21 Kremlin political prisoners are suffering from health issues, and Russia is not treating these people. This number includes prisoners with significant diseases and disabilities who may die in captivity without medical care. The human rights defenders called upon the Russian Federation and the occupation authorities to provide urgently medical care to these Ukrainian citizens.
This was discussed on August 14, 2023, during the press-conference in Kyiv, where the human rights defenders presented a list of political prisoners who needed treatment.
This list includes names of Teymur Abdullayev, Arsen Abhayirov, Servet Gaziyev, Iryna Danylovych, Nariman Dzhelial, Volodymyr Dudka, Azamat Eyupov, Timur Ibrahimov, Igor Kiyashko, Emir-Useyin Kuku, Khalil Mambetov, Rustem Murasov, Zekirya Muratov, Ruslan Nagayev, Envyer Omerov, Oleh Prykhodko, Amet Suleymanov, Shaban Umyerov, Rustem Sheikhaliyev, Yashar Shykhametov, Ivan Yatskin.
The human rights defenders are calling this list the List of Hafarov – Shyrinh who died this February in the Russian prisones.
“Kostiantyn Shyring and Dzhemil Gafarov had severe chronic diseases, and they were denied medical care in the deprivation of liberty sites where they were held. Therefore, we have decided to check which political prisoners of the Kremlin are also suffering from health issues and need immediate medical care. These are 21 persons. We call on the occupying authorities of Crimea and officials of the Russian Federation to stop persecuting Crimean political prisoners and immediately provide medical care to those who need it,” Ms.Victoriya Nesterenko, manager of projects at the ZMINA Human Rights Center, said.
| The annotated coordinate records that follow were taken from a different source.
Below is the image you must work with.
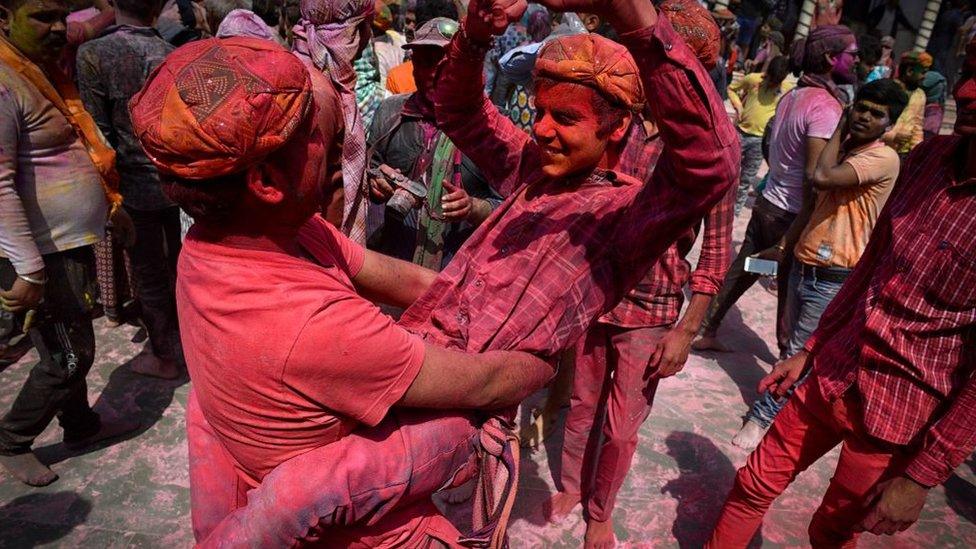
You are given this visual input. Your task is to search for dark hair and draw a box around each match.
[857,34,881,67]
[115,0,163,22]
[414,0,458,29]
[160,171,247,225]
[535,77,630,139]
[765,55,790,86]
[854,78,908,123]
She stated that Russia failed to ensure the right of Crimean political prisoners to access to medical care, and the health of Ukrainian citizens was brought to the state when they died.
Mr. Ihor Kotelianets, Head of the Association of Relatives of Political Prisoners of the Kremlin, said that most of the prisoners had chronic diseases, some had disabilities. “The most common issues that almost all prisoners suffer from,” Mr. Kotelianets said, “are toothache, the improperly functioning digestive system, hypertension, vision impairment and joint pain. This is caused by poor nutrition, staying in damp and dimly lit cells, and psychological overstrain.”
“People of mature age, such as Volodymyr Dudka, Zekirya Muratov and Oleр Prykhodko, are especially affected by this, as they risk never being released due to a large number of chronic diseases that they had even before imprisonment. The Russian Federation continues to grossly violate international humanitarian law, according to which not providing medical care is equivalent to torture,” Ihor Kotelianets continues.
As Crimean human rights defender and journalist Lutfiye Zudiyeva said, 60-year-old Azamat Eyupov from Bilohirsk suffered four ischemic strokes in the Russian detention center and his life is in danger. 38-year-old Amet Suleymanov from Bakhchisaray has been taken into custody, though the man needs a heart valve replacement and is constantly suffocating.
“Staying in the pre-trial detention center for Amet is tantamount to torture. Then, 58-year-old Volodymyr Dudka from Sevastopol suffers from stomach disease and hypertension. The court sentenced him to 14 years of imprisonment. They do not have the time and the energy for a bureaucratic struggle with the Russian penitentiary system. We can’t leave them alone with this, they shouldn’t be slowly dying in prison. The release of all political prisoners, as before, remains the main priority for human rights defenders,” Ms. Zudiyeva is convinced.
The human rights defenders are sure that the Ukrainian authorities should constantly focus on the health of Ukrainian citizens imprisoned by Russia.
Iryna Siedova, an expert of the Crimean Human Rights Group, voiced recommendations for the authorities, i.e., to investigate thoroughly such crimes, to do everything possible to bring the guilty to justice and to promote including them in international sanctions lists.
Siedova is convinced that the Ukrainian authorities should launch a dedicated activity which actors will deal specifically with the liberation of civilian hostages from captivity. In addition, Ukraine should develop a national program of physical and psychological rehabilitation for the sick people who have succeeded in recovering their liberty from the Russian captivity as well as for their family members.
The human rights defender also said that the State should budget sufficient funds at the national level for 2024 to support civilian hostages and their family members.